Programs Commercial tax preparation for tax preparers; independent or college-affiliated tax preparation programs; volunteer training through organizations owned or approved by the IRS.
Degrees Certificate in Tax Accounting; Associate's, Bachelor's and Master's degrees in Accounting with a Specialization in Taxation.
Certification IRS tax preparers must hold a Preparer Tax Identification Number

What is a Tax Preparer?

As a Registered Tax Return Preparer for the IRS, you can use information such as W-2 forms, bank statements and other financial information to complete federal income tax returns for your customers or clients. In most cases, to obtain and maintain RTRP status, you must earn a passing grade on the IRS test for RTRPs and complete 15 hours of continuing education every year. You could also become an Enrolled Agent, which would require you to complete a specialized exam and earn 72 credit hours of continuing education every three years.

There are several other classifications for tax preparers, including non-1040 preparers, supervised preparers, Certified Public Accountants and licensed attorneys. None of these classifications requires completing a test with the IRS, though continuing education and practicing rights vary.

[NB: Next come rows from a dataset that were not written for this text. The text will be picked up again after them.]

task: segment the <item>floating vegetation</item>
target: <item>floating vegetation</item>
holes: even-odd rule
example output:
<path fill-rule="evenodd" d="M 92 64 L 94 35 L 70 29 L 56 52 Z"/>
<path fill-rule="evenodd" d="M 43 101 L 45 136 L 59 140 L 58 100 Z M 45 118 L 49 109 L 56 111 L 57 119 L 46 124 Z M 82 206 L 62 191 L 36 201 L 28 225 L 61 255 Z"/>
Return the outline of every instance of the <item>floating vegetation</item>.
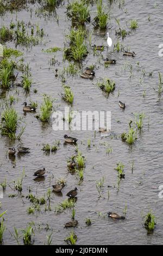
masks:
<path fill-rule="evenodd" d="M 34 239 L 32 241 L 32 235 L 34 235 L 33 228 L 30 225 L 27 227 L 25 229 L 22 230 L 23 235 L 23 243 L 24 245 L 30 245 L 34 243 Z"/>
<path fill-rule="evenodd" d="M 4 58 L 10 58 L 11 56 L 18 57 L 23 55 L 23 53 L 20 51 L 12 48 L 3 48 L 3 57 Z"/>
<path fill-rule="evenodd" d="M 11 41 L 13 38 L 12 31 L 6 28 L 4 26 L 0 28 L 0 39 L 2 42 L 5 42 L 8 41 Z"/>
<path fill-rule="evenodd" d="M 44 151 L 46 153 L 49 154 L 51 151 L 52 153 L 55 153 L 59 149 L 59 146 L 60 144 L 60 142 L 56 141 L 54 145 L 51 145 L 49 144 L 45 144 L 43 145 L 43 148 L 42 150 Z"/>
<path fill-rule="evenodd" d="M 120 42 L 119 40 L 117 41 L 117 42 L 116 44 L 114 44 L 114 51 L 116 51 L 117 52 L 124 51 L 124 47 L 122 44 Z"/>
<path fill-rule="evenodd" d="M 162 76 L 160 72 L 159 72 L 159 85 L 158 85 L 158 95 L 160 97 L 163 92 L 163 83 L 162 82 Z"/>
<path fill-rule="evenodd" d="M 123 133 L 121 134 L 122 140 L 127 142 L 129 144 L 133 144 L 137 139 L 136 132 L 134 128 L 131 127 L 131 124 L 132 123 L 133 121 L 131 120 L 129 123 L 129 130 L 128 133 L 123 132 Z"/>
<path fill-rule="evenodd" d="M 152 212 L 148 212 L 145 217 L 145 228 L 151 233 L 153 231 L 155 225 L 155 216 Z"/>
<path fill-rule="evenodd" d="M 131 20 L 130 21 L 130 28 L 132 30 L 135 30 L 138 28 L 137 21 L 136 20 Z"/>
<path fill-rule="evenodd" d="M 85 223 L 87 226 L 90 226 L 92 224 L 92 222 L 90 218 L 86 218 L 85 219 Z"/>
<path fill-rule="evenodd" d="M 43 102 L 40 107 L 40 114 L 39 117 L 42 122 L 48 122 L 52 112 L 53 100 L 51 96 L 44 95 Z"/>
<path fill-rule="evenodd" d="M 101 196 L 101 192 L 102 190 L 103 189 L 104 181 L 105 181 L 104 177 L 103 176 L 101 179 L 100 179 L 99 181 L 96 181 L 96 188 L 99 196 Z"/>
<path fill-rule="evenodd" d="M 6 179 L 5 179 L 4 181 L 3 182 L 0 183 L 0 186 L 1 186 L 1 187 L 2 187 L 3 191 L 5 191 L 7 187 Z"/>
<path fill-rule="evenodd" d="M 6 212 L 7 211 L 0 214 L 0 245 L 3 242 L 3 233 L 6 229 L 5 226 L 3 224 L 4 220 L 3 219 L 1 220 L 1 218 L 6 213 Z"/>
<path fill-rule="evenodd" d="M 48 49 L 47 49 L 47 50 L 43 50 L 42 51 L 44 52 L 52 53 L 52 52 L 58 52 L 58 51 L 61 51 L 61 48 L 59 48 L 58 47 L 53 47 L 49 48 Z"/>
<path fill-rule="evenodd" d="M 45 144 L 43 145 L 42 150 L 46 153 L 49 153 L 51 152 L 51 145 L 49 144 Z"/>
<path fill-rule="evenodd" d="M 30 91 L 30 88 L 32 84 L 32 78 L 29 75 L 24 75 L 23 76 L 22 85 L 24 90 L 28 93 Z"/>
<path fill-rule="evenodd" d="M 9 138 L 16 138 L 16 132 L 18 126 L 18 117 L 16 110 L 12 108 L 6 107 L 5 110 L 1 114 L 1 124 L 0 129 L 2 135 L 8 136 Z M 25 127 L 21 129 L 20 132 L 17 138 L 19 139 L 25 129 Z"/>
<path fill-rule="evenodd" d="M 97 15 L 94 19 L 93 25 L 101 29 L 105 29 L 107 27 L 108 14 L 106 12 L 105 7 L 103 5 L 102 0 L 98 0 L 97 2 Z"/>
<path fill-rule="evenodd" d="M 70 41 L 70 47 L 64 51 L 65 58 L 68 60 L 81 62 L 87 56 L 87 46 L 84 42 L 85 35 L 85 31 L 80 27 L 71 30 L 70 34 L 67 36 Z"/>
<path fill-rule="evenodd" d="M 72 22 L 84 25 L 90 22 L 88 2 L 85 0 L 74 1 L 67 6 L 67 15 L 72 18 Z"/>
<path fill-rule="evenodd" d="M 114 81 L 109 78 L 103 78 L 102 81 L 97 81 L 97 85 L 103 92 L 108 94 L 112 93 L 115 88 L 115 83 Z"/>
<path fill-rule="evenodd" d="M 64 67 L 64 73 L 66 73 L 67 75 L 74 76 L 79 72 L 79 68 L 77 66 L 75 63 L 69 63 L 68 66 L 66 68 Z"/>
<path fill-rule="evenodd" d="M 120 163 L 116 163 L 117 167 L 115 168 L 115 170 L 116 170 L 118 172 L 118 176 L 120 179 L 122 178 L 124 178 L 125 174 L 124 173 L 124 165 L 121 162 Z"/>
<path fill-rule="evenodd" d="M 55 208 L 55 212 L 60 214 L 66 209 L 73 208 L 75 205 L 75 198 L 68 198 L 64 200 Z"/>
<path fill-rule="evenodd" d="M 65 241 L 67 242 L 67 244 L 70 243 L 71 245 L 75 245 L 77 241 L 77 236 L 72 230 L 70 233 L 70 236 L 66 237 Z"/>
<path fill-rule="evenodd" d="M 139 117 L 139 120 L 137 120 L 137 115 Z M 135 114 L 136 116 L 136 124 L 138 130 L 142 130 L 143 126 L 143 120 L 145 117 L 145 115 L 143 113 L 141 113 L 139 115 Z"/>
<path fill-rule="evenodd" d="M 72 104 L 73 101 L 74 95 L 69 86 L 65 86 L 64 87 L 65 94 L 62 94 L 62 99 L 66 102 L 69 104 Z"/>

What Kinds of Degree Programs Are There?

You may earn a certificate in tax accounting or an associate's, bachelor's or master's degree in or related to accounting with a specialization in taxation. Many degree programs require you to complete most, if not all, of your coursework on campus. However, some programs offer the option to complete your studies online, including IRS examination preparation courses.

An important aspect of your coursework will typically involve learning how to implement Generally Accepted Accounting Principles (GAAP) in recording financial transactions. At the undergraduate level, you can complete coursework in individual and corporate tax returns, cost analysis, financial management and auditing. Graduate level programs can place a greater emphasis on taxation, including courses in corporate taxation, tax planning, international taxes and estate taxation.

What Other Class Options Do I Have?

Non-academic options are also available for obtaining training to become a tax preparer. Commercial tax preparation services offer training for tax preparers who either work for the company or independently. You may also choose a tax preparation program that operates independently or is affiliated with a college or university.

Volunteer training is available through organizations owned or approved by the IRS and on the IRS website. Classroom-based instruction usually begins in the fall or winter prior to the following tax season. You may begin online or CD-based classes at any time. You do not need a PTIN, but you must pass a test administered by the IRS. You may earn Basic, Intermediate, Advanced, International, Military or Puerto Rico certification, but you may not use volunteer tax preparation training to become a paid tax preparer.